Page 1 of 1

Control character display using font encoding (was: Several necessary features)

Posted: 30 Mar 2017 07:53
by FalseMaster
  1. Copying to clipboard current offset at <Alt+Ins> keystroke (like in OllyDbg). (Done)
  2. Replacing in selection. Switching to this mode must be automatic (detect presence of marked area). (New Topic)
  3. Block selection if <Alt> key is pressed (like in AkelPad). (Agreed it was not crucial)
  4. Show symbols with codes 0 – 31 when ANSI charset. (Discussed here)
Edit(Maël): I added notes for each feature request, to have a quick overview.

Re: Several necessary features

Posted: 30 Mar 2017 17:11
by Maël
FalseMaster wrote: 30 Mar 2017 07:53 Copying to clipboard current offset at <Alt+Ins> keystroke (like in OllyDbg).
Added, will be in next update.
FalseMaster wrote: 30 Mar 2017 07:53 Replacing in selection. Switching to this mode must be automatic (detect presence of marked area).
Maybe I am missing something, but that should be here already: The selection is replaced when you paste in overwrite mode and insert mode like in a text editor. If you want to overwrite without resizing there is ctrl+b (see edit menu).
Finally, there is an insert mode and overwrite mode, which can be switched using the Ins key, as in most editors.
If you press a key in overwrite mode, the selection is not replaced (on purpose). If you press a key in insert mode, the selection is replaced.
Since usually resizing a binary file arbitrarily will break its file format, overwrite mode is the default.
FalseMaster wrote: 30 Mar 2017 07:53 Block selection if <Alt> key is pressed (like in AkelPad).
Do you have a use case for block selection in a hex editor?
FalseMaster wrote: 30 Mar 2017 07:53 Show symbols with codes 0 – 31 when ANSI charset.
I guess the DOS/OEM character set is what you want. The Ansi code pages of Windows do not assign any visible characters in the range of 0-31.
https://en.wikipedia.org/wiki/Code_page_437

Re: Several necessary features

Posted: 02 Apr 2017 03:49
by FalseMaster
Maël wrote:Maybe I am missing something…
Yep. I mean "find and replace" operation.
Maël wrote:Do you have a use case for block selection in a hex editor?
You're right. This way is rarely needed, but will require big changes in code.
Maël wrote:The Ansi code pages of Windows do not assign any visible characters in the range of 0-31.
Visibility of characters in range of 0-31 is font-dependent, not code page. E.g. in "Sourier New" font 32 begining symbols (except 0-coded) are realized.
49d00936d5ef.png
49d00936d5ef.png (11.31 KiB) Viewed 7984 times

Re: Several necessary features

Posted: 02 Apr 2017 08:57
by Maël
Thanks for the picture to clarify.

This is what I get with Lister under German Win 8.1 (same settings as yours, except the font, which it didn't let me change):
lister.png
lister.png (10.18 KiB) Viewed 7978 times
The major goal is to have a reproducible and predictable system, and character sets and code pages always have been a very muddy topic, so let me elaborate.

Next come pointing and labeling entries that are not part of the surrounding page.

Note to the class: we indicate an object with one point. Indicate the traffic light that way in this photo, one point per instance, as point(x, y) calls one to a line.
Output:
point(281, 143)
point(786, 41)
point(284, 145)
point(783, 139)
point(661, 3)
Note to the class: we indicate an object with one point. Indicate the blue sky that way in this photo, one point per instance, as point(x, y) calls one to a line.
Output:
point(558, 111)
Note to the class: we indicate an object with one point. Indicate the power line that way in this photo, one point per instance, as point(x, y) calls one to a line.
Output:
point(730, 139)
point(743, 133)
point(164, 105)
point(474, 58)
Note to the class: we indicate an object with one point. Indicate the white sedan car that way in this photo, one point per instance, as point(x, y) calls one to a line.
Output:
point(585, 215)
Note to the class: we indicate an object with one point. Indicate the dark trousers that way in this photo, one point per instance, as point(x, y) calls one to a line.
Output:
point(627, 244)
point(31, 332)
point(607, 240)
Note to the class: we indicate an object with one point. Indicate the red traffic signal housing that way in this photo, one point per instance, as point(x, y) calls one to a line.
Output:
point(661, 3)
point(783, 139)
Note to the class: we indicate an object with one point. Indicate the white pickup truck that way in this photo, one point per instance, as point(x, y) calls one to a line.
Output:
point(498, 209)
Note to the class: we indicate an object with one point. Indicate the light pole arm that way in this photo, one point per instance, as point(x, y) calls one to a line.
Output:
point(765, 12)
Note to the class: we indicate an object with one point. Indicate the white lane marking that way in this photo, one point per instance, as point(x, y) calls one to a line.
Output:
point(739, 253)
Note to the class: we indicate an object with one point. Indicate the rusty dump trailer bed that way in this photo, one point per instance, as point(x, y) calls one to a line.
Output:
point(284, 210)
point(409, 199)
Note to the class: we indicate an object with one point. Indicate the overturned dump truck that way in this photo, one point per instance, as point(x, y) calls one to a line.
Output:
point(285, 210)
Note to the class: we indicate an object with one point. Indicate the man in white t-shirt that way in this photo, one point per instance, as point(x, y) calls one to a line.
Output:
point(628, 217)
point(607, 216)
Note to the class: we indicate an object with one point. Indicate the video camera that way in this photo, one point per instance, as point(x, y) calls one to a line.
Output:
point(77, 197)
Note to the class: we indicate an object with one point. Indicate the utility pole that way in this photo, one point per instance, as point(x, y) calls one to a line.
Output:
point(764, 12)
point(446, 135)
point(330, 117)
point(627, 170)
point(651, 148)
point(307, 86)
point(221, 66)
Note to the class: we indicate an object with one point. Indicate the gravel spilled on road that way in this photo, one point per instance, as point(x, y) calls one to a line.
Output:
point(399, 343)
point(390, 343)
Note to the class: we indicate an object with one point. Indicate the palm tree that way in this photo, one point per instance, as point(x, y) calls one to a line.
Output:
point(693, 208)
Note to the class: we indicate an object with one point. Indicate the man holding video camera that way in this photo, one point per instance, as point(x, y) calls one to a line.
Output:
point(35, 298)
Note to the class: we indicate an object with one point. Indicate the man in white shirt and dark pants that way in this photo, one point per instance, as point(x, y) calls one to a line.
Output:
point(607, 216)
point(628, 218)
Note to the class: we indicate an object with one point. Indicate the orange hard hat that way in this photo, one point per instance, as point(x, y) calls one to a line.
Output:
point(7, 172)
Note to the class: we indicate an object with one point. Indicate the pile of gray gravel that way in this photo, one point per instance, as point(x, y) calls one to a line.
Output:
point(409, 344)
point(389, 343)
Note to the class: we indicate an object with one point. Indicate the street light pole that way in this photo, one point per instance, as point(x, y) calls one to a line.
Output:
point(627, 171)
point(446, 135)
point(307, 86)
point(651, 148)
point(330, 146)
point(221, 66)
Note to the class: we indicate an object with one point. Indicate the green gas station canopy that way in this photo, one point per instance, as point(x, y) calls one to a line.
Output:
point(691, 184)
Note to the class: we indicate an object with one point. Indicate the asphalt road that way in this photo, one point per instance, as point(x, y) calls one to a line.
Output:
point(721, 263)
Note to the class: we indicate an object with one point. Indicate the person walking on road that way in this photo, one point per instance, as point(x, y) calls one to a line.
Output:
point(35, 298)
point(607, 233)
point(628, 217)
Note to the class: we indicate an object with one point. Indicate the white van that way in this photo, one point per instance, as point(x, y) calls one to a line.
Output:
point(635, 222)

So far I only found one reference on the web, that shows the special symbols (such as smilies and dingbats) of DOS/OEM codepages for Windows CP1252 is this: http://beacon.chebucto.ca/Back/A9908/img/vga_1252.gif
All other references do not show any glyphs for the control characters.
If you draw the control characters, too, even if they are declared by Windows as non-printable, you get this:
Windows-1251.png
Windows-1251.png (55.82 KiB) Viewed 7987 times
I checked an old Win95 virtual machine: notepad showed only box glyphs for the control characters for all fonts, and the command line always used a DOS/OEM codepage (and you cannot switch to cp1252 as you can in modern Windows).

From all this information I guess that Windows-1251 (or Windows-1252 on a Western Windows) is used, but the control characters are displayed as in a DOS/OEM codepage.
So actually it is a mix of two codepages.

All tests with Windows 8.1 cmd.exe do not show such a mixed output, neither with the DOS code page, nor the cp1252, nor did Win95, as mentioned above.

So it seems to be pretty non standard to combine the two codepages and draw as shown in the screenshot.

Regarding fonts having their own encoding, yes, that's true. For example "Terminal" is encoded as "OEM/DOS".
If you select that font, it will render all as in "OEM/DOS" encoding, instead of the one selected in HxD.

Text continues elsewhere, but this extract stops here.